As such, the application for summary judgment ought
to be refused.
[11]
The onus to prove a breach of the restraint agreement will rest upon
the plaintiff at trial.
In this case that will require proof of
“solicitation” or “enticement” of each of the
clients in respect
of whom a breach is alleged. The pleaded defence,
namely that the applicant was approached by certain clients and that
she did
not “solicit” or “entice” these
persons, if established at trial, constitutes a sound defence in
law.
[1]
The determination of
this factual issue is, quintessentially, a triable issue.
[12]
Base on this conclusion, it is unnecessary to consider the
interpretation question or the reliance
upon the Conventional
Penalties Act in detail. The former issue may well require
consideration of appropriate contextual or background
evidence,
notwithstanding that it concerns interpretation of an agreement.
[13]
It follows therefore that I am satisfied that the defendant has
raised a
bona fide
defence.

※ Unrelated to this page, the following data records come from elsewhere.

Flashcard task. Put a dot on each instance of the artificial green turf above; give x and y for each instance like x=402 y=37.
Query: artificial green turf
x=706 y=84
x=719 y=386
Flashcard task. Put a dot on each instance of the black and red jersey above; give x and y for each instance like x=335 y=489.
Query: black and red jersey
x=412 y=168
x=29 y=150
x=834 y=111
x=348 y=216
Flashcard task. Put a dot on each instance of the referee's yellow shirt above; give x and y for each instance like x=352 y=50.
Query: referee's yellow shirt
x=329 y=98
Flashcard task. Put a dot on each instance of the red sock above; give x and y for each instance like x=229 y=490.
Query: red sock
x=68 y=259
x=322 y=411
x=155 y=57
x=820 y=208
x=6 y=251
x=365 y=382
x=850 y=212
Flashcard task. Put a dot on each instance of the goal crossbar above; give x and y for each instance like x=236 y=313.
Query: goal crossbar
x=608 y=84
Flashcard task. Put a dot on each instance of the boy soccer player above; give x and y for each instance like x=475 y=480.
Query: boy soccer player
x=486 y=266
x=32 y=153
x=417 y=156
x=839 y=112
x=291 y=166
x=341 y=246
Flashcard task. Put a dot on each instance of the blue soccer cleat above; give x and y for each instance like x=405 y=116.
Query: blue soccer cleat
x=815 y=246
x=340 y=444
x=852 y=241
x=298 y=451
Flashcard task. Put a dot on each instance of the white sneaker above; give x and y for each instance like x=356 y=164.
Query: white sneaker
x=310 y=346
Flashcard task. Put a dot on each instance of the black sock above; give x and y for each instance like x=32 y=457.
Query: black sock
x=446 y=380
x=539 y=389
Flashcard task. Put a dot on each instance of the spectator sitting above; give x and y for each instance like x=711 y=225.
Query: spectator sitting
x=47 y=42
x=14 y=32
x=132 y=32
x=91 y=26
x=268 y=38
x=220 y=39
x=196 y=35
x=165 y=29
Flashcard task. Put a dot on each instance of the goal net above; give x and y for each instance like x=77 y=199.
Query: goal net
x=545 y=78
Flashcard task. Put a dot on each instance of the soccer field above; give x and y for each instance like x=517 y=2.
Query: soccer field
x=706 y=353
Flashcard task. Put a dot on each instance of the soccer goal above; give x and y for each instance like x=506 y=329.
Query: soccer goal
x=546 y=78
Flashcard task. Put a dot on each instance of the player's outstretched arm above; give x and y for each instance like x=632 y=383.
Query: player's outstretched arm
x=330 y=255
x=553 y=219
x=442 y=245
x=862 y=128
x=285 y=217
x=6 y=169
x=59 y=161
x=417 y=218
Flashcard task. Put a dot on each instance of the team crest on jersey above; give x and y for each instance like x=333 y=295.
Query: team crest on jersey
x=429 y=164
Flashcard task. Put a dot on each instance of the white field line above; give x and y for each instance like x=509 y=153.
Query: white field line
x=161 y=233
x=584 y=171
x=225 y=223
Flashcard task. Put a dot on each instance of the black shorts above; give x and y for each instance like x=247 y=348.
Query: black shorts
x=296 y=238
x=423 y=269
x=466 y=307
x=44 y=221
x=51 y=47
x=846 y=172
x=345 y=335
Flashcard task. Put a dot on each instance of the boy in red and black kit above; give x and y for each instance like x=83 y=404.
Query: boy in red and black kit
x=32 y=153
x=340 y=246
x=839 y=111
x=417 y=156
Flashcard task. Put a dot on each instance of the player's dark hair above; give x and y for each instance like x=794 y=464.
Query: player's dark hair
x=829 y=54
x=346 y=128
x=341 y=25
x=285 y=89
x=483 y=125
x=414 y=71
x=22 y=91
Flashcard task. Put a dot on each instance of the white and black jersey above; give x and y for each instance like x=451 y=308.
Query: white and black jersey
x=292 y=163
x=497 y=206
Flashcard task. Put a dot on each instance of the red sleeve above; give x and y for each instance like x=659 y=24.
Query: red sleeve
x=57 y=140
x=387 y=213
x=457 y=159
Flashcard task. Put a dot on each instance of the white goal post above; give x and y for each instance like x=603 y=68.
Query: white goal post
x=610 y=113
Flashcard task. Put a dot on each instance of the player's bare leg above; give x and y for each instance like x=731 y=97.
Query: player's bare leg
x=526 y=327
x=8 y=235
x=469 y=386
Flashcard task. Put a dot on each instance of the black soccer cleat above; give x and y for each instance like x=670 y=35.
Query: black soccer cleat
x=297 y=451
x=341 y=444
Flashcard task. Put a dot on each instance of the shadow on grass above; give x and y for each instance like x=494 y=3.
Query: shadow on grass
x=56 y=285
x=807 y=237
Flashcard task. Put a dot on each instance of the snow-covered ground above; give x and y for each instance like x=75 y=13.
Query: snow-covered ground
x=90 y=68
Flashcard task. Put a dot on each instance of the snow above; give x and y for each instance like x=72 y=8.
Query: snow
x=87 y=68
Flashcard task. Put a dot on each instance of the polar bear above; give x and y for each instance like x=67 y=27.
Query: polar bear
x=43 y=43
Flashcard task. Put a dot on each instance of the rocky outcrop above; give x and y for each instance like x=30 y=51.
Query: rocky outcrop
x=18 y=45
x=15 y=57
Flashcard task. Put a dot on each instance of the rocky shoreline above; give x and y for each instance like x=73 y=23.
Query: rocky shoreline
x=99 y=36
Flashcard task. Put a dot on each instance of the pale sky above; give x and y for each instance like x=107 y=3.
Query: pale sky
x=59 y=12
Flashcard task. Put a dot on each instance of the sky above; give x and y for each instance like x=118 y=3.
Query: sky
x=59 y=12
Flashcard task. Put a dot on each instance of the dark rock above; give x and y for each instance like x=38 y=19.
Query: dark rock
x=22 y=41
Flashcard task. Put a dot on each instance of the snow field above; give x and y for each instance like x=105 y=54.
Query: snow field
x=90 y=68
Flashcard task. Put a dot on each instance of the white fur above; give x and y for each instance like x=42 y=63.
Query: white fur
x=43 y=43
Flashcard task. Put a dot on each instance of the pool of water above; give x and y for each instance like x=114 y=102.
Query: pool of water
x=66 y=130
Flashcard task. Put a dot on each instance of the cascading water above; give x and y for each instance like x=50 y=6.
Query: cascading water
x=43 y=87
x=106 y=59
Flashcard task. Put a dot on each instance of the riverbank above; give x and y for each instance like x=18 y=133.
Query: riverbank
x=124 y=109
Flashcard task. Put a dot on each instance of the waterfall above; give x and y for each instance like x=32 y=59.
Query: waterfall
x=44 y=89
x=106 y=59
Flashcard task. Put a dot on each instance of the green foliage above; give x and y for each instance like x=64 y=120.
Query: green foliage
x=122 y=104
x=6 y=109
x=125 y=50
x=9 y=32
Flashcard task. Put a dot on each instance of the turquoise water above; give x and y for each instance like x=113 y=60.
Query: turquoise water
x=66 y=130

Accordingly, summary judgment must
be refused in both matters.
[14]
I make the following order:
1.
The applications for summary judgment in Case No. 340/2021 and Case
No. 763/2021
are dismissed.
2.
The defendant is granted leave to defend in Case No. 340/2021 and
763/2021.
3.
The costs of the application for summary judgment shall be costs in
the cause
in each matter.
___________________________
G.G.
GOOSEN
JUDGE
OF THE HIGH COURT
APPEARANCES:
Obo
the Plaintiff:
:
Adv J M Ramsay
Instructed
by
:
Van Heerden Attorneys
Obo
the Defendant
:
Adv Dwayi
Instructed
by
:
Nicole Oosthuizen Attorneys
Heard
:
16 November 2021
Delivered
:
7 December 2021
[1]
Cf
Cargocare Freight Services (Pty) Ltd v Raath (2021/37630) [2021]
ZAGPJHC 497 (28 September 2021) par [24] – [26]).